New Sunflower Lines Resist Fungal Disease
By Jan Suszkiw
August 3, 2007 Three new germplasm lines are now
available for breeding elite sunflower hybrids that will resist downy mildew
and produce oil rich in oleic fatty acid.
Agricultural Research Service (ARS)
and North Dakota Agricultural Experiment Station (NDAES) scientists in Fargo
jointly developed, tested and released the new sunflower lines, dubbed HA 458,
HA 459 and HA 460. Besides resistance to the fungus Plasmopara
halstedii, which causes downy mildew, the sunflower lines are being
released for their high levels of oleic fatty acid, which imparts desirable
flavor, frying characteristics and other traits to oil.
The downy mildew fungus attacks sunflowers as both seedlings and mature
plants, causing white cottony growths in the young plants, and large, clublike
roots and stunted growth in the older ones.
Until recently, sunflower growers kept mildew in check by planting seed
treated with metalaxyl, but the fungus has become resistant to this fungicide.
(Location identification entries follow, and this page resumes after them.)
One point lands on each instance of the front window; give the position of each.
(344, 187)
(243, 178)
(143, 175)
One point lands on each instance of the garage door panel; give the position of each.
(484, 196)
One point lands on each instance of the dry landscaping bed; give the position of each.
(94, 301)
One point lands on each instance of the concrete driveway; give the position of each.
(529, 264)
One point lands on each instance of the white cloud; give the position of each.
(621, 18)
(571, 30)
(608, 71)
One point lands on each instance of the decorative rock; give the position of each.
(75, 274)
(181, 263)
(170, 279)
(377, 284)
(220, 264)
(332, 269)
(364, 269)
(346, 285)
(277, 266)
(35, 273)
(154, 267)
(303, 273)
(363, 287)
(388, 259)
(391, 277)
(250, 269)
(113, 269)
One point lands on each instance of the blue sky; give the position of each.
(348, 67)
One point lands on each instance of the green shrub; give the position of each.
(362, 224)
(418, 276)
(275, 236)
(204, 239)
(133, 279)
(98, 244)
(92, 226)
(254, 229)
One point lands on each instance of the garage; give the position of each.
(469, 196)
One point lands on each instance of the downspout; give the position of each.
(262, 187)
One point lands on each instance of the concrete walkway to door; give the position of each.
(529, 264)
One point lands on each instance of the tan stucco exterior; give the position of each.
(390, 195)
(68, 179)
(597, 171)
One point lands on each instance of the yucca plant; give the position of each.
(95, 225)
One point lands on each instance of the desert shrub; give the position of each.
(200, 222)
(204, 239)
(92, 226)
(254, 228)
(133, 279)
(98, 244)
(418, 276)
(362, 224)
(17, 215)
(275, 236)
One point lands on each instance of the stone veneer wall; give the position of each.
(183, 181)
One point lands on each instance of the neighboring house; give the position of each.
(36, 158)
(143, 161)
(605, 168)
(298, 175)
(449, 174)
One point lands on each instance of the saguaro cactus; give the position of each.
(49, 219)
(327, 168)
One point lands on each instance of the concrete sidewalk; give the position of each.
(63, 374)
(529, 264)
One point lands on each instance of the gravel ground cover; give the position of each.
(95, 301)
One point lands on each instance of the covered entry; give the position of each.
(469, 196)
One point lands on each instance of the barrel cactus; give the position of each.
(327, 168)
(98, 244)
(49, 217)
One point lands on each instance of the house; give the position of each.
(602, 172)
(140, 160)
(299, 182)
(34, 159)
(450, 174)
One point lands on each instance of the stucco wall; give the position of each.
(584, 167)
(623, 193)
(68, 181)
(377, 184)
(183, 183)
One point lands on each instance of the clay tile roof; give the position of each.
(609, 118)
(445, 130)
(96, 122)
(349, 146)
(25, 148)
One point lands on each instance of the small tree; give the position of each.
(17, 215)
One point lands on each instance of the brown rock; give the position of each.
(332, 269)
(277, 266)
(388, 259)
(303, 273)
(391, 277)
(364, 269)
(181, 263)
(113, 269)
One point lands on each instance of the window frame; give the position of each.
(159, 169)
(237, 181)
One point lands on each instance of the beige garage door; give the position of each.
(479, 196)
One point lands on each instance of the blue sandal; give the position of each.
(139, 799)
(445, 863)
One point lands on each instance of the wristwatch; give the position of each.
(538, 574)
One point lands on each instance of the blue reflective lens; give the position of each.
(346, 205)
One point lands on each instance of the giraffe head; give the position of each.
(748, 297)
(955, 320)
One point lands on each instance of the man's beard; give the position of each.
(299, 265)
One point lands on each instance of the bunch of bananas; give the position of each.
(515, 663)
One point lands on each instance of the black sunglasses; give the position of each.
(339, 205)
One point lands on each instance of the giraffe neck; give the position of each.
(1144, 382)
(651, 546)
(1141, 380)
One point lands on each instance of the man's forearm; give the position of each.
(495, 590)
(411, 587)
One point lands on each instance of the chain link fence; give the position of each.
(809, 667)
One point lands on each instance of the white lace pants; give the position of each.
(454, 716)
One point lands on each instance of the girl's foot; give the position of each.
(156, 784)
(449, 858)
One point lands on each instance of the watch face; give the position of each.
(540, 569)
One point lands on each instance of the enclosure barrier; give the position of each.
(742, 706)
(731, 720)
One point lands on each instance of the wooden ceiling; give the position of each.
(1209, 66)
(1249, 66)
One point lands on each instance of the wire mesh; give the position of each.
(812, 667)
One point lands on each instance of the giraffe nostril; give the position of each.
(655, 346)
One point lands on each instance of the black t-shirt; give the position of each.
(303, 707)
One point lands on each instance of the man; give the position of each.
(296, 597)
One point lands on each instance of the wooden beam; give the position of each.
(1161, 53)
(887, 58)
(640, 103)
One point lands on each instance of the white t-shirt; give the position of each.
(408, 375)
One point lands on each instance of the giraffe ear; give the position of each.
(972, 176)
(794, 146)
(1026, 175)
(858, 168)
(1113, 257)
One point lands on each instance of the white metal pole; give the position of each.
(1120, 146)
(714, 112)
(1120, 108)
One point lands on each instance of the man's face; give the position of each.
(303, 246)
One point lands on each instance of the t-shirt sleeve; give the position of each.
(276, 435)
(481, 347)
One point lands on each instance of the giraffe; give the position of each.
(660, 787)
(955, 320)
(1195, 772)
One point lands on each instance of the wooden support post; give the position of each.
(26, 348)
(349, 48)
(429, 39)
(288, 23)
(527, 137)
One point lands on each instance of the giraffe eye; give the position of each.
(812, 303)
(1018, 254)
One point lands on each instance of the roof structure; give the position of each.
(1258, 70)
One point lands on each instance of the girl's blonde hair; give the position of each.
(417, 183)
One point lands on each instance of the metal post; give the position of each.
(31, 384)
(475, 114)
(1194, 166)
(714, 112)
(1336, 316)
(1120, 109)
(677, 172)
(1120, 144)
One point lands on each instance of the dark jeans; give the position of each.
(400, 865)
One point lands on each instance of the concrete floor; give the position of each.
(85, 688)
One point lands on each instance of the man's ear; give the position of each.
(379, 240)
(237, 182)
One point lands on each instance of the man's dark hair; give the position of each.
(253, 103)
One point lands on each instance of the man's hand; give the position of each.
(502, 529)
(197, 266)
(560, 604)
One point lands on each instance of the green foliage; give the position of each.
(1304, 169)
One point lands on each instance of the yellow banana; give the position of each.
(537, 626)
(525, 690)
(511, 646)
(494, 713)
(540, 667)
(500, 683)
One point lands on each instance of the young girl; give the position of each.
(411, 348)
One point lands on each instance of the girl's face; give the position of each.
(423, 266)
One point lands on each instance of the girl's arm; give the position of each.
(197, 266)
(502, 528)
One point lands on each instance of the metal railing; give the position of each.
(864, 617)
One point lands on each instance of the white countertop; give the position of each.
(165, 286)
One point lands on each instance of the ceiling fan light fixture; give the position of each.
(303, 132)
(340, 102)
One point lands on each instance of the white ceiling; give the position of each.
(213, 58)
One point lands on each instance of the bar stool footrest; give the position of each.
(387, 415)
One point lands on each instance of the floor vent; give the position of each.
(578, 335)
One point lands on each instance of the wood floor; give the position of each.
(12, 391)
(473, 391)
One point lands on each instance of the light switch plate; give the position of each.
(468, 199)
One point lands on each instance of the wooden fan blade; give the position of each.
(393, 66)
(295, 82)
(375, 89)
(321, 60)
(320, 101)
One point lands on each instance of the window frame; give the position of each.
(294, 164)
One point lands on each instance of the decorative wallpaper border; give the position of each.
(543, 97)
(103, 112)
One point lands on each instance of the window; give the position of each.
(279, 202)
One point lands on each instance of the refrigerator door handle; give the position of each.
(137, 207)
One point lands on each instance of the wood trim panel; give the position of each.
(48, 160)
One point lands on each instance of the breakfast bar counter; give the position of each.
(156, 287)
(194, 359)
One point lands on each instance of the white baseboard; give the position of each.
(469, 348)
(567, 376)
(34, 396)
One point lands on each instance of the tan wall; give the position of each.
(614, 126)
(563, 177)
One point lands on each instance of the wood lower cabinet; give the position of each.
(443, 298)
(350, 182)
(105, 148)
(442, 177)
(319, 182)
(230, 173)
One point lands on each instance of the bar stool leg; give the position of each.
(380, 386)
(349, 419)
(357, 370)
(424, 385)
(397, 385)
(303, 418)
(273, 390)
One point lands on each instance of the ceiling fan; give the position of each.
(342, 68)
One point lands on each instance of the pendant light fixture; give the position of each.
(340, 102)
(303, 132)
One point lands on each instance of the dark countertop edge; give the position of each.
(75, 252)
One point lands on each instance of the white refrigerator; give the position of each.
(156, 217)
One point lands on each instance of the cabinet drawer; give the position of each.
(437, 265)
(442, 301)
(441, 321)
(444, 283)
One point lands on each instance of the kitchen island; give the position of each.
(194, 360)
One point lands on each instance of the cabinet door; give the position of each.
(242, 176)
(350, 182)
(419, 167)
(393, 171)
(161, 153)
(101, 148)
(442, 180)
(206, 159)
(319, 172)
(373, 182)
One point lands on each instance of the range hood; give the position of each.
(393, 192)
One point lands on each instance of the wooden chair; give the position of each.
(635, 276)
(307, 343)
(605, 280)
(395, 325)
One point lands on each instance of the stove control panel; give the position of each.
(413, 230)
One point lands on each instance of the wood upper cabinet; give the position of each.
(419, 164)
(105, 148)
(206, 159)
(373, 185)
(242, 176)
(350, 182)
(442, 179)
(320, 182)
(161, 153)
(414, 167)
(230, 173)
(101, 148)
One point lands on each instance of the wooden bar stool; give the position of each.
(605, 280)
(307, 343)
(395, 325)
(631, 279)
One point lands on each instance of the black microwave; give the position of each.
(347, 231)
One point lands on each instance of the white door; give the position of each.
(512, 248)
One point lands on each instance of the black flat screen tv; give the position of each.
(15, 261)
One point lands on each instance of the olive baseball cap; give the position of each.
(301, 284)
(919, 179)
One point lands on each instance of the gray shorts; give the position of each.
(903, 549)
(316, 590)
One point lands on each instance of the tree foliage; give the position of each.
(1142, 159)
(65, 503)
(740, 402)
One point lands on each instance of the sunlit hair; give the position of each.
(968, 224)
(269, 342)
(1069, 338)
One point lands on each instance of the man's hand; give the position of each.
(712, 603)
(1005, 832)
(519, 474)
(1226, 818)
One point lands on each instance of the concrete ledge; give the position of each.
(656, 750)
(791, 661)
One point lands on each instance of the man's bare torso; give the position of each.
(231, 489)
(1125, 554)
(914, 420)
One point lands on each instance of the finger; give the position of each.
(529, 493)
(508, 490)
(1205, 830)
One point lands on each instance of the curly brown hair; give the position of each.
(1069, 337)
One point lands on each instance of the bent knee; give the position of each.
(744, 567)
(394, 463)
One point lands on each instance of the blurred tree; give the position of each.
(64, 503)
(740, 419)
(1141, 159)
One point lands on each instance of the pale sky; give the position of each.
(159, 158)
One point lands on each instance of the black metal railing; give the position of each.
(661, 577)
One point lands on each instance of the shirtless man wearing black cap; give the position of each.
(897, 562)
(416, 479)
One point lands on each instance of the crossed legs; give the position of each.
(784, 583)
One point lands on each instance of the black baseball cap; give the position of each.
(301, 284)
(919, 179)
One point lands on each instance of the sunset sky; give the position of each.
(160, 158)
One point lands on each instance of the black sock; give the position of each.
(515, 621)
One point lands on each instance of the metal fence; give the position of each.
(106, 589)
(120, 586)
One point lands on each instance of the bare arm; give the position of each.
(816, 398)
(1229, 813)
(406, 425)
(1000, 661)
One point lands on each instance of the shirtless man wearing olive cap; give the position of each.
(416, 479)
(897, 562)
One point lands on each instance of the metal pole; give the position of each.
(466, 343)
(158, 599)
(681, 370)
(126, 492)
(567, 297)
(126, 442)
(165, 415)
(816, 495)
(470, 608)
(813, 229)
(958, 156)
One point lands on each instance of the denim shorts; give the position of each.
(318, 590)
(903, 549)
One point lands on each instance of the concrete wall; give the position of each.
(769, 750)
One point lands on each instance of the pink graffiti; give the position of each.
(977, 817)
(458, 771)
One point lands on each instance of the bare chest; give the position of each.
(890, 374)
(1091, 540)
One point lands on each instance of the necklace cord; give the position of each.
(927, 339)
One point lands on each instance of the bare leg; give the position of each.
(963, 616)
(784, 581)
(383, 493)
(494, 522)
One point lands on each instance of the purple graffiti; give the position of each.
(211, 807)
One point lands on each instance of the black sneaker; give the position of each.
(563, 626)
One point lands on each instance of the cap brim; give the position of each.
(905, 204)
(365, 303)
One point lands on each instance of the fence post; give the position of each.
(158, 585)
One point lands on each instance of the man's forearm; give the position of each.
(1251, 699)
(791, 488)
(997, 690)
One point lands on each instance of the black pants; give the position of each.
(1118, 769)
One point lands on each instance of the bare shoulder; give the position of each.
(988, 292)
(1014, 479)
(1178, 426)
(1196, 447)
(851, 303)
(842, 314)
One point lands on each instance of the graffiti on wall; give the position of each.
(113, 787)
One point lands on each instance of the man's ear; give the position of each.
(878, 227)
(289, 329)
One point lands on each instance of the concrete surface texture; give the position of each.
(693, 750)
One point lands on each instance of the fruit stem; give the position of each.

Seed company breeders scrambled to develop downy-mildew-resistant hybrids,
making these new germplasm releases invaluable. The emergence of virulent new
downy mildew racesfrom two before 2003 to 15 currentlyhas spurred
the need for hybrids with new sources of disease resistance, notes
Tom
Gulya. He's a plant pathologist in the ARS Sunflower Research Unit (SRU)
at Fargo.
Gulya assisted SRU geneticist Jerry Miller, now retired, in developing HA
458, HA 459 and HA 460 by crossing elite sunflower lines with wild sunflowers
collected from Idaho and Texas by SRU botanist
Gerald
Seiler over the past 20 years. Jack Rasmussen of NDAES collaborated with
them.
In repeated field and greenhouse tests at Fargo, all three lines resisted
the most virulent races of downy mildew fungus found in North America. HA 458
and HA 460 also withstood a French race not yet found in America. Oil extracted
from HA 458 and HA 459 averaged 86.5 percent and 87.3 percent oleic acid,
respectively. Oil from HA 460 had 88.8 percent oleic acid.
SRU research leader
Brady
Vick is filling seed requests.
ARS is the U.S. Department of
Agriculture's chief scientific research agency.